ALEXANDRIA, VA – A judge in the Eastern District Court of Virginia has sided with 23 Muslim Americans who brought a class action case against federal officials and argued that the government’s Terrorist Screening Database (TSDB), or watchlist, violated their constitutional rights.
The ruling was published on Wednesday. Judge Anthony Trenga decided that the government had unconstitutionally failed to provide due process to those whose names were on the list and offered them no opportunity to challenge their status.
The Council on American Islamic Relations (CAIR) took on the case and has called the ruling a “complete victory.”
“The initial filing of the case actually started from CAIR’s Michigan office where attorney (Lena) Masri was the staff attorney,” Dawud Walid, CAIR-MI’s executive director, told The Arab American News. “There are plaintiffs in this case who reside in our community here in Michigan.”
In its 32-page decision, the court found that TSDB was shared with various “partners”, which included federal, state, local law enforcement agencies, animal welfare agencies, universities, hospitals, prisons and private entities such as private railroads.
They also include fingerprint databases, information technology companies and private probation and pretrial services.
It also stated that individuals who are misidentified or are near matches experience delays in travel, secondary searches and, if they are foreign nationals, are denied entry into the U.S.
The 23 U.S. citizens, including a baby, had not been formally notified by the federal government that their names were included in the list.
The court found the government’s refusal to allow the citizens to challenge their status violated their constitutional rights.
It also found that the watchlist impinged on the citizen’s constitutionally protected movement-related and reputational interests and that the TSDB procedure had a high likelihood of error through “mistaken determination and erroneous placements.”
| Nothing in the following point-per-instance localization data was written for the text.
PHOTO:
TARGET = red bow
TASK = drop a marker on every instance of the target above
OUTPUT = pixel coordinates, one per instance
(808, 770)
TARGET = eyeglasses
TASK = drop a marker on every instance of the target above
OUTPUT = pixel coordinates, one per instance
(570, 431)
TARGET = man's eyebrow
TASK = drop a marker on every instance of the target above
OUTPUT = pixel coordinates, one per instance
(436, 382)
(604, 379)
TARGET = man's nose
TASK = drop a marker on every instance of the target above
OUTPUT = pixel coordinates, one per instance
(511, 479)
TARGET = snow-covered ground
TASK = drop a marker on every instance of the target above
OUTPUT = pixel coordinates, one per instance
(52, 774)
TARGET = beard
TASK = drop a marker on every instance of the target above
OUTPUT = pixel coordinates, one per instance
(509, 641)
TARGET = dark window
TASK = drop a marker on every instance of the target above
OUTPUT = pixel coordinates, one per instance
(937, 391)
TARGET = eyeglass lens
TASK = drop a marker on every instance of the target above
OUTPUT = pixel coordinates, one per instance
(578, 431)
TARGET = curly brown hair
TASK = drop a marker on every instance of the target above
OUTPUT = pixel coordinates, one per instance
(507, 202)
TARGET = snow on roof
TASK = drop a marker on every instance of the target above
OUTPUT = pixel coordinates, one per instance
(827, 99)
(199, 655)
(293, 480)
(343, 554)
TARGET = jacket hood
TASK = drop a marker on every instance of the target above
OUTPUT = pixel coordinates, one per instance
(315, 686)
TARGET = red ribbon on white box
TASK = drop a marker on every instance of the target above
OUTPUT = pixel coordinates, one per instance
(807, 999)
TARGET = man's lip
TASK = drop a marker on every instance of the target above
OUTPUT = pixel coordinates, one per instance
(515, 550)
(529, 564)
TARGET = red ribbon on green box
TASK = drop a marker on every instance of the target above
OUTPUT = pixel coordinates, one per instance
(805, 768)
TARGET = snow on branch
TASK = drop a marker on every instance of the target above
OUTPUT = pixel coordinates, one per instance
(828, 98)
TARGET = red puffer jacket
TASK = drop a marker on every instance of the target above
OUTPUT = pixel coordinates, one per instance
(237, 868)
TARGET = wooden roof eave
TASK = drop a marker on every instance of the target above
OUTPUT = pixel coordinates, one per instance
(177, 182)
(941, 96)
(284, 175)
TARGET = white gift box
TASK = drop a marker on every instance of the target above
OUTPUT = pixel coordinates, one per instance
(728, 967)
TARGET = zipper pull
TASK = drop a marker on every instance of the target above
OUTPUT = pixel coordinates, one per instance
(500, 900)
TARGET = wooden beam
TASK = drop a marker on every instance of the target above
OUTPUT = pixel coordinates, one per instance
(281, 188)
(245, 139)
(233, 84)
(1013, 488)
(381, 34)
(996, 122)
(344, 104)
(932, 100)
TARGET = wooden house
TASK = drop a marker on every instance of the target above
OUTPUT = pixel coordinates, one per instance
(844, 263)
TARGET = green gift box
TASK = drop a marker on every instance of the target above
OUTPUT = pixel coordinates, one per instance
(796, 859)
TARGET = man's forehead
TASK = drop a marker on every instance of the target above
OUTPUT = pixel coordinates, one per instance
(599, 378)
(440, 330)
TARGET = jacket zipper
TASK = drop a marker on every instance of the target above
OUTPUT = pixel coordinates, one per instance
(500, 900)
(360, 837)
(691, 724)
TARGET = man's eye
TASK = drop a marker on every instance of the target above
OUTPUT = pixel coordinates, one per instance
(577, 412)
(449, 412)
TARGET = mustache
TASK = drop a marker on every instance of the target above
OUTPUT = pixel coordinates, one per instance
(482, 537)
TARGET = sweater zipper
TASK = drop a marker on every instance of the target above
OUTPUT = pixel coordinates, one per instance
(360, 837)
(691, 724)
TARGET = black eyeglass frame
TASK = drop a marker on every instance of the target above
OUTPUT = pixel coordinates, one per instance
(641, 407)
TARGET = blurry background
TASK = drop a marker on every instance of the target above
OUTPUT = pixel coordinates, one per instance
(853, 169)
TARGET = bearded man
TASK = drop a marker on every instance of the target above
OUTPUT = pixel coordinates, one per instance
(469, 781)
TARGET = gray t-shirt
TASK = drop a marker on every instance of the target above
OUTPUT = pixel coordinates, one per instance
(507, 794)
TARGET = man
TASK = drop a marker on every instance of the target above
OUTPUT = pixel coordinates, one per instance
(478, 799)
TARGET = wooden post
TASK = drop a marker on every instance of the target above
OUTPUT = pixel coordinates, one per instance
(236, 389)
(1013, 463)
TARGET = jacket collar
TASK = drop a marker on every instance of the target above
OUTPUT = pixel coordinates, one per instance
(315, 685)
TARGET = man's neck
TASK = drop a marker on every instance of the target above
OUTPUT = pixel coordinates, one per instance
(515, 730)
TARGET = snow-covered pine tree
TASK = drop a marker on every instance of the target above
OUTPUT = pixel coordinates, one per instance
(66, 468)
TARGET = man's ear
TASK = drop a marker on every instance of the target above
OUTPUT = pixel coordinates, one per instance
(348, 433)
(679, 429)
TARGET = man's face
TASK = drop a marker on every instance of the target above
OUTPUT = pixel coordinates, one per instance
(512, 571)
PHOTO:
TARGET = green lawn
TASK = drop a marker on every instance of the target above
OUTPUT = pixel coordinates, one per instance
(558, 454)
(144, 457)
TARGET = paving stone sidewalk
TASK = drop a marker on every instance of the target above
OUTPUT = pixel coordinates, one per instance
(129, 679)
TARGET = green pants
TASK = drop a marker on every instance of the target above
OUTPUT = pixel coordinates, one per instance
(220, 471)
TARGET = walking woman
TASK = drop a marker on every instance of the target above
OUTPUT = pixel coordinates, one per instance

“Every step of this case revealed new layers of government secrets, including that the government shares the watchlist with private companies and more than 60 foreign countries,” said CAIR Senior Litigation Attorney Gadeir Abbas in a statement. “CAIR will continue its fight until the full scope of the government’s shadowy watchlist activities is disclosed to the American public.”
Now that the court has ruled in it favor, CAIR has 30 days to decide how it will proceed in its demands to the federal government concerning the watchlist.